A Python CLI tool designed to scrape and process sports match data - including statistics, lineups, incidents, and event details - directly from SofaScore.
⚠️ Disclaimer: This project is intended for educational and personal research purposes only. The author is not affiliated with or endorsed by SofaScore.
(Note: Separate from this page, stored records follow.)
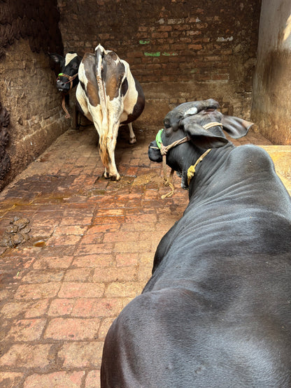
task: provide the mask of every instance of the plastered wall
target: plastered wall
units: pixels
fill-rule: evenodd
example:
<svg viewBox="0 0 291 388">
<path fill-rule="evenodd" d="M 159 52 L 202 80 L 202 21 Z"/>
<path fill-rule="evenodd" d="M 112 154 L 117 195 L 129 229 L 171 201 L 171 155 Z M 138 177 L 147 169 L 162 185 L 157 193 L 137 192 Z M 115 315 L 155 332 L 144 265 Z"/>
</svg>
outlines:
<svg viewBox="0 0 291 388">
<path fill-rule="evenodd" d="M 291 2 L 262 0 L 252 118 L 274 144 L 291 145 Z"/>
</svg>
Use responsibly and in accordance with SofaScore's Terms of Service.
-
Tournament Scraping - Collect all matches for a given league and season, then scrape each with all details.
-
Date-based Scraping - Fetch all scheduled events for a single date, a list of dates, or a date range.
-
Direct Match Scraping - Scrape specific matches by providing their SofaScore URLs.
-
Rich Match Data - Captures statistics, lineups, incidents, scores, referee, venue, and player details via CDP network interception.
-
Flexible Storage - Save output locally as JSON files (per-match or per-date) or save it into database.
-
Proxy Support - Route requests through SOCKS/HTTP proxies for anonymity and anti-blocking.
-
Browser Customisation - Configure user agent, locale, and timezone to simulate real browser sessions.
git clone https://github.com/kinghuba/sofascraper.git
cd sofascraper
With uv (recommended):
pip install uv
uv sync
With pip:
pip install -e .
playwright install chromium
SofaScraper exposes three CLI commands: tournaments, matches, and dates.
sofascraper tournaments \
--sport football \
--tournament premier-league \
--season 24/25 \
--headless
Seasons are optional. If omitted the last season is available, or if all is passed, all available seasons will be scraped:
sofascraper tournaments \
--sport football \
--tournament premier-league \
--season all \
--headless
sofascraper matches \
--sport football \
--links "https://www.sofascore.com/football/match/real-madrid-barcelona/rgbsEgb#id:15335105" \
--headless
# Single date
sofascraper dates --sport football --dates 2024-11-12
# List of dates
sofascraper dates --sport football --dates "2024-11-12,2024-11-15"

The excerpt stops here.